In Details wie diesem, unterhalb der großen Klammer, zeigt sich die Stärke von Kimmigs Regie: präzise Botschaften von der Kehrseite der Figuren, die eben nicht nur auf Utopie-Linie sind, sondern in einsamer Kleinlichkeit zerbröseln oder gar gespalten sind. Natalie wird von einem eifersüchtigen Alter Ego (Stine Marie Fischer) angezickt, der Prinz wird in seiner Monomanie entlarvt, wenn er hochmütig sein vermeintliches Glück preist – und hinter dem transparenten Vorhang ein Double in minimal, aber signifikant abweichender Gestik mit dem Unglück hadert.
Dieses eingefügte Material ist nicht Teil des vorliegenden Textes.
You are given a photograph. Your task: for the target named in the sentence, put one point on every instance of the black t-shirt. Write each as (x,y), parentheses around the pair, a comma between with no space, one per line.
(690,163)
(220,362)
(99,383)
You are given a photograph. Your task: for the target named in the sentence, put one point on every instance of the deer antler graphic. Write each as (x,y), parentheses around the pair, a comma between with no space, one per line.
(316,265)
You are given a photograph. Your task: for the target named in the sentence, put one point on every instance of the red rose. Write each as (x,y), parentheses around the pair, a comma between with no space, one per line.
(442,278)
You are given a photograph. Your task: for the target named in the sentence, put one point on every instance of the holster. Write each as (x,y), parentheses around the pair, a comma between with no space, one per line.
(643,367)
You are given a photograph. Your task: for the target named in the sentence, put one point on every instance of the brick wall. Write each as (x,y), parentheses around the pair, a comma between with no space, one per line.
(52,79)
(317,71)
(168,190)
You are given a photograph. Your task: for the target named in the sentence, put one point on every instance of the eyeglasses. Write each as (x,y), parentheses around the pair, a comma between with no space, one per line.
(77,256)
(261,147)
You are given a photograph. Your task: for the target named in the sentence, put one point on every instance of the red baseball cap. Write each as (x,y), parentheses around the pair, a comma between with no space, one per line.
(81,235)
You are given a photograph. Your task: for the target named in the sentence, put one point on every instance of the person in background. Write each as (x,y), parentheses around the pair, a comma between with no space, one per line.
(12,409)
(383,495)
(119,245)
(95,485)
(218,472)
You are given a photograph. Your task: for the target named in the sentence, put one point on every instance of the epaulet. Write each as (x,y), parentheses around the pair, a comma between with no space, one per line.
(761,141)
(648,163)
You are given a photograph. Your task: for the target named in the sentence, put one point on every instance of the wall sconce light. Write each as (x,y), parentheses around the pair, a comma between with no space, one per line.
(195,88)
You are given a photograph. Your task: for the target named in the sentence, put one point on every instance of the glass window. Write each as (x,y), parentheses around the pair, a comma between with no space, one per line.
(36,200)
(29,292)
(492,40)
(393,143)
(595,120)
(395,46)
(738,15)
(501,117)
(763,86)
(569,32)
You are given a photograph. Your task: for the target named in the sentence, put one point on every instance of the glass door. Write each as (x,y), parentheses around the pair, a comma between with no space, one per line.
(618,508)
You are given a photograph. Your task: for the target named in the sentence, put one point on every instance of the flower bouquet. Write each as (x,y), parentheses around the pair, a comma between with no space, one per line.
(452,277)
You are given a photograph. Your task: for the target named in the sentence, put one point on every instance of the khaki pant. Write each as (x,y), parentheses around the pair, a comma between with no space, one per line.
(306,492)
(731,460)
Ein weiterer Transparenzeffekt: Zu einem Orchesterzwischenspiel nach der Unterzeichnung des Todesurteils hebt sich auf der quasi mitspielenden Bühne mehrfach die Rückwand zur Schlachthausnische und fällt wie das Beil des Henkers. Dasselbe wiederholt sich vor dem Gnadenerlass des Kurfürsten, nur auf dem Kopf stehend: ein Zeichen der Verkehrung der brutalen Wirklichkeit in den erlösenden Traum. In solcher Feinjustierung, in solch subtiler Bildlichkeit ist Kimmigs Inszenierung sehens- und bedenkenswert.

Die nächsten Vorstellungen: 20., 22. und 29. März, 6. April, 4. Mai.